Klungkung (Antaranews Bali) - Bank Indonesia mendorong produksi pelet dari sampah yang dapat dimanfaatkan sebagai bahan bakar mesin pembangkit listrik serta energi alternatif untuk kebutuhan rumah tangga yang dikelola oleh Badan Usaha Milik Desa Paksebali di Kabupaten Klungkung, Bali.
"Sampah merupakan salah satu masalah Bali sebagai daerah pariwisata. Untuk itu kami serahkan mesin pelet sampah sehingga lingkungan terjaga dan sampah bisa memberi manfaat ekonomi," kata Deputi Kepala Perwakilan Bank Indonesia Provinsi Bali Azka Subhan di Klungkung, Bali, Kamis.
Bank sentral itu menyerahkan dua alat pengolah sampah menjadi pelet atau toss kepada unit usaha pengolahan sampah Bumdes Paksebali Klungkung melalui program bantuan sosial BI.
Dengan begitu, pencemaran lingkungan dari sampah dapat diminimalisasi karena dapat didaurulang sebagai bahan bakar alternatif, sekaligus menambah daya tarik daerah setempat sebagai desa wisata.
Sementara itu Bupati Klungkung I Nyoman Suwirta mengatakan tambahan alat pelet sampah itu menambah mesin saat ini yang dikelola Bumdes di daerah setempat mencapai sekitar 12 unit.
Menurut dia, permintaan pelet yang digunakan sebagai bahan bakar "gasifier" atau mesin pembangkit listrik mencapai sekitar 3,5 ton per hari.
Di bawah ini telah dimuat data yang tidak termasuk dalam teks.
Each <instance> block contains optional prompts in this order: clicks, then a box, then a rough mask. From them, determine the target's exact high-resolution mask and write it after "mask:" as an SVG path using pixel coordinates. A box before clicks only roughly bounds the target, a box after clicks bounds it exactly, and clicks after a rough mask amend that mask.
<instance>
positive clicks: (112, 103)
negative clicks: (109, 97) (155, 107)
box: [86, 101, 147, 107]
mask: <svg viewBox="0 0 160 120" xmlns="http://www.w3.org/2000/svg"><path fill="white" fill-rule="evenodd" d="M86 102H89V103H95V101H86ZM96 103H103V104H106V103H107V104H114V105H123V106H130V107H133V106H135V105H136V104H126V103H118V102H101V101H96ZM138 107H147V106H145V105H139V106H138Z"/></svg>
Sehingga potensi itu menjadi peluang bisnis baru yang perlu dipenuhi masyatakat desa sehingga memberikan efek ganda untuk pemberdayaan ekonomi setempat.
"Meski begitu kami masih kekurangan alat. Selain itu kami juga perlu mengedukasi masyatakat termasuk mengubah pola pikir bahwa ini membutuhkan proses tidak langsung memberikan hasil yang besar, " ucap Suwirta.
Ketua Bumdes Paksebali I Made Mustika mengatakan saat ini harga per kilogram mencapai kisaran Rp300 hingga Rp400. Ia mengharapkan dengan bantuan mesin itu kapasitas produksi dapat digenjot mengingat selama ini belum berproduksi karena baru mendapatkan mesin pelet sampah.
Untuk satu mesin Toss, lanjut dia, dapat menghasilkan sekitar 200 kilogram pelet per jam.
Mustika menjelaskan untuk menghasilkan pelet, dapat menggunakan sampah organik atau sampah plastik yang kemudian dipilah untuk selanjutnya menjalani proses dikomposting dengan diberikan cairan bio antivaktor. Setelah sekitar dua minggu, maka sampah yang sudah menjalani fermentasi itu akan dicacah dengan dicampur air.
Campuran itu, kata dia, kemudian dimasukkan ke dalam mesin Toss untuk diolah menjadi pelet.
Saat ini, Bumdes Paksebali mempekerjakan sekotar 14 orang pekerja yang bekerja dalam dua pergantian waktu yakni pagi dan sore.
"Kami juga membuat cairan bio vaktor secara alami dengan buah busuk yang dicampur gula pasir atau gula merah nanti diperkirakan tiga bulan bisa dimanfaatkan," katanya.